The Holocaust History Project.

The ‘Disappearance’ of SS-Hauptscharführer
Lorenz Hackenholt

A Report on the 1959-63 West German Police Search for
Lorenz Hackenholt, the Gas Chamber Expert of the Aktion
Reinhard Extermination Camps ©

Michael Tregenza

(Page 18)

Among the Aktion Reinhard camp personnel transferred to the airfield by Wirth was SS-NCO Kurt Bolender, formerly a member of the Sobibor camp staff and recently released from custody in an SS penal camp. His arrival did not please Wirth, as Bolender recalls:

Wirth was not enthusiastic about my arrival and showed his displeasure by pushing me away. But on orders from Berlin he had to keep me ... I was assigned to a Kommando supervised by Hackenholt ... Hackenholt looked after himself and cared little for his work brigade. [63]

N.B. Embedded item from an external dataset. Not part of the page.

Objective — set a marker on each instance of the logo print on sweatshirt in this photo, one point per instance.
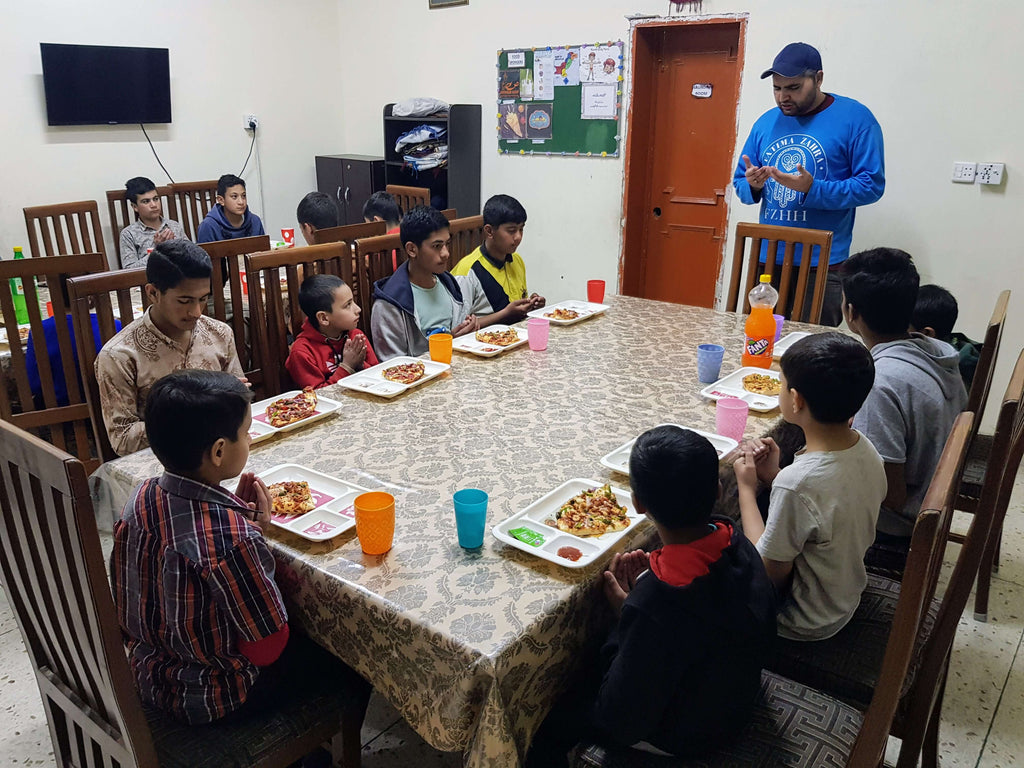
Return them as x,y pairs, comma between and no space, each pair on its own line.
786,154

On 31 October 1961, Ilse Hackenholt, while again being interrogated by officers from SK III/a, informed them that in the autumn of 1943 she had visited her husband at the Lublin airfield camp. He had sent her a telegram in which he wrote that he had been injured and that she should come and see him. They agreed to meet first in Warsaw:

At that time my husband was in a factory, or some such similar place in Lublin, in which Jews were interned and had to work. My husband lived at that time in Lublin in the camp complex ... As far as I know, my husband performed guard duty on the area of the camp. I cannot give more precise details about his duties. [64]

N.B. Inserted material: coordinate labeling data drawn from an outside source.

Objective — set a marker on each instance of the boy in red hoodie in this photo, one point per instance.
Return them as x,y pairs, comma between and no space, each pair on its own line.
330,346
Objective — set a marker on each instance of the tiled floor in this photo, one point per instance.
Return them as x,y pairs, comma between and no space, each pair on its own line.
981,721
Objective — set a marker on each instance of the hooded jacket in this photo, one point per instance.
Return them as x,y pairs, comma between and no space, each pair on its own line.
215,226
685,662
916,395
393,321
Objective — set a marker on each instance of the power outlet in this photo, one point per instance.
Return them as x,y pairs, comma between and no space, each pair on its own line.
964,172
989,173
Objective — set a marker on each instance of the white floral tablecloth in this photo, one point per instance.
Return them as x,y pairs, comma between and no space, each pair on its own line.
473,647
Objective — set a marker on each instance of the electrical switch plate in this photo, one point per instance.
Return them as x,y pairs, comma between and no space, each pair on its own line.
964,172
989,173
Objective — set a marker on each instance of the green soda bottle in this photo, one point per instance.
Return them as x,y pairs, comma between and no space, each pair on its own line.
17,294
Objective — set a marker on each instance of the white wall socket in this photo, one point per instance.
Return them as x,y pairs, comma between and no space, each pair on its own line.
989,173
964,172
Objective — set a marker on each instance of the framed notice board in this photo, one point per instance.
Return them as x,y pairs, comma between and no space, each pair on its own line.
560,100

During her stay in Lublin during the last three weeks of October and the first days of November 1943, Ilse Hackenholt met several of her husband's SS comrades as well as Gottlieb Hering, the former commandant at Belzec. At this time he was commandant of the Jewish labour camp at Poniatowa near Lublin which came under Wirth's jurisdiction, and regularly visited him at the airfield.

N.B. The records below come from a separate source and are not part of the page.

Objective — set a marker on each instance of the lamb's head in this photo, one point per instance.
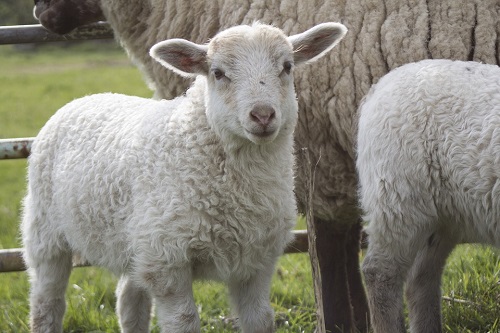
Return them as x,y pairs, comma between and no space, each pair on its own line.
249,70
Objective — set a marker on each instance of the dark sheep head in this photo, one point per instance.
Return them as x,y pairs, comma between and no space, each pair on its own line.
62,16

Just over three weeks after Ilse Hackenholt's arrival in the city, she had to leave suddenly and return to Berlin, as she explained to the police officers:

have an extraordinarily unpleasant memory of the last days of my holiday in Lublin. As explained before, we lived a part of the time inside the camp complex, and on this particular day the whole camp was surrounded and the interned Jews were driven out. Although I myself saw that the camp was surrounded, I cannot say for sure to which units the soldiers belonged. I believe I heard from my husband that the camp was surrounded by the SS. The Jews were taken some distance from the camp and later I heard shooting. I surmised something bad was happening. It was uncanny for me there. My holiday was not yet over but I decided to leave. Besides, I remember that Hering advised me to leave. [64]

_______________

[63] Ibid., 208 AR-Z 252/59 (Belzec Case), pp. 1314-1315. Statement by Kurt Bolender on 5 June 1961 in Munich. Bolender had been sentenced by an SS and Police Court in Cracow to nine months imprisonment — three of them in a penal camp in Danzig-Matzkau, for intimidating a witness and committing perjury during his divorce proceedings.
[64] Ibid., pp. 1496-1497. Statement by Ilse Hackenholt on 31.10.1961 in Sonthofen. 65 Ibid.